A busy public web server today can defer (reverse) DNS lookups (if it does
lookups at all) and just record the client addresses in logs. In
multihomed case, DNS lookup is necessary for connection survivability,
which means it has to be done online. I don't think the semantics are the
same in these two cases.

> > Also, I don't think it is a good idea to mandate every application to be
> > aware of all multi-address details, which SCTP requires.

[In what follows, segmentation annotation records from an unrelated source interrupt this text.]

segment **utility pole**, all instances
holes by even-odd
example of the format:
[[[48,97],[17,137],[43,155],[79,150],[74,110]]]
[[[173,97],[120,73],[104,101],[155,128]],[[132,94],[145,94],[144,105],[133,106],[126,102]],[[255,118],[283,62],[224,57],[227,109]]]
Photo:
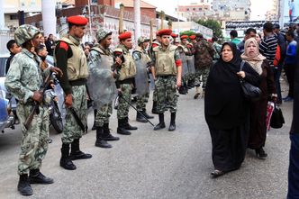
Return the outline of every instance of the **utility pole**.
[[[135,44],[137,43],[137,40],[140,35],[140,0],[134,0],[134,37],[135,37]]]

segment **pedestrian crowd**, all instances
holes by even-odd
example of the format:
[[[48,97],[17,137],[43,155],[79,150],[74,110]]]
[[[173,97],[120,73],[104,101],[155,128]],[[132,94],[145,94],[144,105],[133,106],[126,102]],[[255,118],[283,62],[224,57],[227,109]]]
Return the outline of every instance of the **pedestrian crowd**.
[[[41,86],[49,84],[53,72],[65,95],[66,122],[59,165],[68,170],[77,169],[74,160],[92,158],[80,149],[80,140],[87,131],[89,104],[94,109],[95,146],[112,148],[109,142],[120,140],[110,131],[113,109],[117,109],[116,132],[122,135],[138,130],[129,123],[130,106],[137,111],[137,122],[150,122],[154,118],[146,109],[150,83],[155,86],[151,113],[159,115],[154,131],[166,128],[164,117],[168,110],[170,112],[168,130],[176,130],[177,93],[187,95],[195,87],[193,98],[204,98],[214,166],[212,177],[239,169],[248,149],[254,149],[258,158],[267,157],[265,144],[269,101],[277,105],[283,101],[294,101],[295,109],[299,38],[295,35],[299,28],[280,32],[279,25],[266,23],[263,37],[249,28],[240,41],[238,32],[233,30],[230,33],[231,41],[222,44],[215,36],[212,40],[206,40],[201,33],[178,36],[172,30],[163,29],[157,31],[152,42],[149,38],[138,38],[134,49],[131,32],[125,32],[119,34],[119,45],[111,50],[110,30],[98,28],[97,42],[82,45],[87,20],[70,16],[68,23],[68,34],[58,41],[54,41],[52,34],[45,38],[36,27],[25,24],[16,30],[14,40],[7,43],[11,57],[7,61],[5,86],[18,100],[16,113],[23,131],[18,191],[23,195],[33,194],[31,184],[54,182],[40,170],[49,144],[49,113]],[[45,59],[48,54],[54,57],[56,67],[49,67]],[[288,95],[284,98],[280,88],[283,70],[289,85]],[[245,98],[241,82],[258,87],[258,98]],[[131,104],[132,98],[136,107]],[[32,106],[37,108],[26,128],[23,123]],[[294,122],[291,132],[298,133],[295,130],[299,122]],[[289,198],[299,192],[299,166],[295,158],[299,140],[294,133],[290,137]]]

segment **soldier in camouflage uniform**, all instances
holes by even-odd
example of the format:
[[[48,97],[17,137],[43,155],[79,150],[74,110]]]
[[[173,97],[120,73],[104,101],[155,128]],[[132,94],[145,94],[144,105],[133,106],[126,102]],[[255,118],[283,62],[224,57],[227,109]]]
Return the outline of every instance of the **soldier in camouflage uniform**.
[[[112,43],[112,32],[104,28],[100,28],[96,32],[96,40],[99,44],[91,49],[88,57],[89,74],[91,77],[95,77],[95,78],[97,78],[95,79],[93,83],[91,83],[95,85],[95,86],[89,87],[92,89],[91,93],[95,93],[94,89],[101,89],[102,87],[100,85],[104,85],[107,87],[111,87],[109,90],[111,92],[116,92],[115,82],[113,81],[113,78],[116,77],[116,74],[113,72],[113,68],[115,68],[115,66],[113,63],[112,50],[109,49],[109,46]],[[117,58],[115,64],[121,65],[122,59]],[[106,73],[110,73],[111,76],[105,76],[104,74]],[[101,79],[98,79],[100,77]],[[105,90],[108,89],[107,87]],[[115,89],[113,89],[114,87]],[[100,90],[98,93],[103,93],[104,95],[104,91]],[[105,95],[106,96],[103,95],[99,96],[102,97],[100,102],[95,102],[95,104],[97,104],[97,112],[95,121],[95,125],[96,128],[95,146],[101,148],[112,148],[112,145],[107,143],[107,141],[119,140],[120,139],[118,137],[113,136],[109,130],[109,119],[113,113],[112,101],[105,103],[110,99],[103,98],[113,95]]]
[[[160,46],[161,45],[161,38],[159,34],[159,31],[157,31],[156,32],[156,40],[152,42],[151,46],[149,48],[149,51],[150,51],[150,59],[152,58],[154,51],[153,49],[156,48],[157,46]],[[156,89],[154,89],[154,92],[152,93],[152,109],[151,109],[151,113],[153,114],[158,114],[158,111],[157,111],[157,92]]]
[[[131,33],[126,32],[120,34],[118,38],[120,45],[117,46],[114,51],[122,52],[125,61],[117,68],[119,77],[116,80],[116,86],[121,96],[117,108],[117,133],[130,135],[131,132],[127,130],[137,130],[137,127],[129,124],[129,104],[126,102],[131,102],[131,94],[136,75],[136,66],[129,51],[132,48]]]
[[[23,49],[14,57],[5,82],[7,90],[19,100],[16,112],[23,136],[18,164],[18,191],[23,195],[33,194],[30,183],[53,183],[53,179],[40,172],[48,150],[49,111],[39,90],[50,71],[60,75],[61,71],[57,68],[41,69],[41,60],[34,51],[34,48],[40,45],[39,33],[36,27],[27,24],[15,31],[14,39]],[[39,108],[26,129],[24,122],[35,104],[39,104]]]
[[[150,59],[146,51],[146,48],[149,45],[149,41],[146,40],[144,37],[138,38],[138,47],[134,50],[132,53],[132,57],[135,61],[140,60],[141,63],[145,63],[147,65],[144,66],[144,69],[150,69]],[[137,68],[139,69],[139,68]],[[149,79],[147,79],[149,81]],[[137,85],[138,86],[138,85]],[[147,90],[147,93],[141,95],[137,96],[137,102],[136,102],[136,108],[138,111],[140,111],[146,118],[152,119],[153,116],[150,116],[146,112],[146,97],[149,95],[150,90]],[[139,113],[137,113],[136,115],[136,121],[140,122],[148,122],[148,121],[142,117],[142,115]]]
[[[202,76],[203,82],[203,96],[204,95],[204,88],[206,80],[213,66],[213,45],[204,39],[201,33],[196,34],[196,44],[195,45],[195,99],[199,96],[200,77]]]
[[[157,109],[159,112],[159,124],[154,130],[165,128],[164,112],[170,109],[171,118],[169,131],[176,130],[177,113],[177,88],[181,86],[182,60],[177,46],[170,44],[172,31],[165,29],[159,31],[161,46],[154,48],[152,56],[152,73],[155,78],[155,89],[157,91]],[[167,107],[168,104],[168,107]]]
[[[80,45],[84,36],[87,19],[82,16],[70,16],[68,18],[68,33],[56,45],[55,62],[65,74],[59,78],[60,86],[65,93],[65,104],[67,106],[66,123],[62,131],[62,147],[60,167],[68,170],[77,167],[72,160],[91,158],[92,155],[80,150],[79,139],[85,131],[77,124],[74,115],[68,108],[73,107],[82,123],[87,123],[87,95],[86,81],[88,76],[87,60]],[[69,153],[69,145],[71,150]]]

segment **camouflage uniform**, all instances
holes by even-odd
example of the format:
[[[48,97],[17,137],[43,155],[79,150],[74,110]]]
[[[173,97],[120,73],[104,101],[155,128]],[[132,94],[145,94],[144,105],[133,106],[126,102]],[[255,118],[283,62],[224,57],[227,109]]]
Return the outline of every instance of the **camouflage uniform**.
[[[162,68],[163,65],[159,62],[157,58],[159,50],[161,50],[162,47],[156,47],[154,49],[154,55],[152,56],[152,65],[155,66],[156,71],[156,81],[155,81],[155,90],[157,91],[157,110],[159,113],[163,113],[165,111],[169,108],[170,113],[177,112],[177,89],[176,89],[176,83],[177,83],[177,66],[175,64],[176,60],[180,59],[179,52],[177,50],[176,46],[169,45],[168,50],[166,50],[166,54],[171,53],[174,51],[174,58],[173,60],[169,60],[172,62],[173,66],[168,66],[172,69],[168,70],[168,72],[172,71],[168,74],[163,74],[160,71],[165,71],[166,69]]]
[[[48,149],[49,111],[44,104],[40,104],[40,113],[34,114],[29,129],[26,130],[23,125],[33,106],[33,92],[40,90],[43,77],[50,73],[49,69],[41,71],[38,64],[40,61],[36,55],[23,49],[14,56],[5,78],[7,90],[19,100],[16,111],[23,132],[19,175],[28,174],[32,169],[39,169]]]
[[[63,72],[59,78],[60,86],[66,95],[72,97],[72,107],[84,126],[87,126],[88,76],[87,60],[80,46],[80,41],[70,34],[63,37],[55,48],[55,64]],[[79,140],[86,130],[82,130],[68,108],[66,109],[66,122],[62,131],[60,167],[68,170],[77,167],[72,160],[91,158],[92,155],[80,150]],[[71,149],[69,153],[69,144]]]
[[[213,66],[213,48],[211,43],[202,39],[195,45],[195,83],[200,86],[200,77],[202,77],[203,90],[204,91],[206,80]]]

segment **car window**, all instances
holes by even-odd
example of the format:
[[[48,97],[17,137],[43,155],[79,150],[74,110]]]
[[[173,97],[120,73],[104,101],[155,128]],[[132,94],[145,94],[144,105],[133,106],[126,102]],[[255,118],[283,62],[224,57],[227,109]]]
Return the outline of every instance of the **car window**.
[[[5,68],[6,68],[6,60],[8,58],[0,58],[0,77],[5,77]]]

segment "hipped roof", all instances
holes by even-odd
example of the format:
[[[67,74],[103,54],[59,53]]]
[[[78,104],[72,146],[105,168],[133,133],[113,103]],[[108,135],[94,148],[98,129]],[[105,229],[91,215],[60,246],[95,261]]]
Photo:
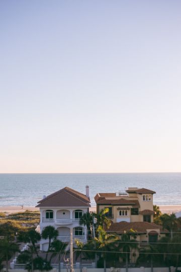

We must remember
> > that SCTP was invented primarily for carrying signaling messages (the
> > abstract says as much), and one of its co-authors I talked to says he
> > thinks that general applications should *not* have to deal with all these
> > details.
>
> You can wrap a TCP like api so the application is unaware of any
> multihoming issues.

May not be as simple as it sounds because SCTP is designed to be
asynchronous, with notifications, etc. Supporting this transparently can
be problematic without threading support to wrap SCTP behavior...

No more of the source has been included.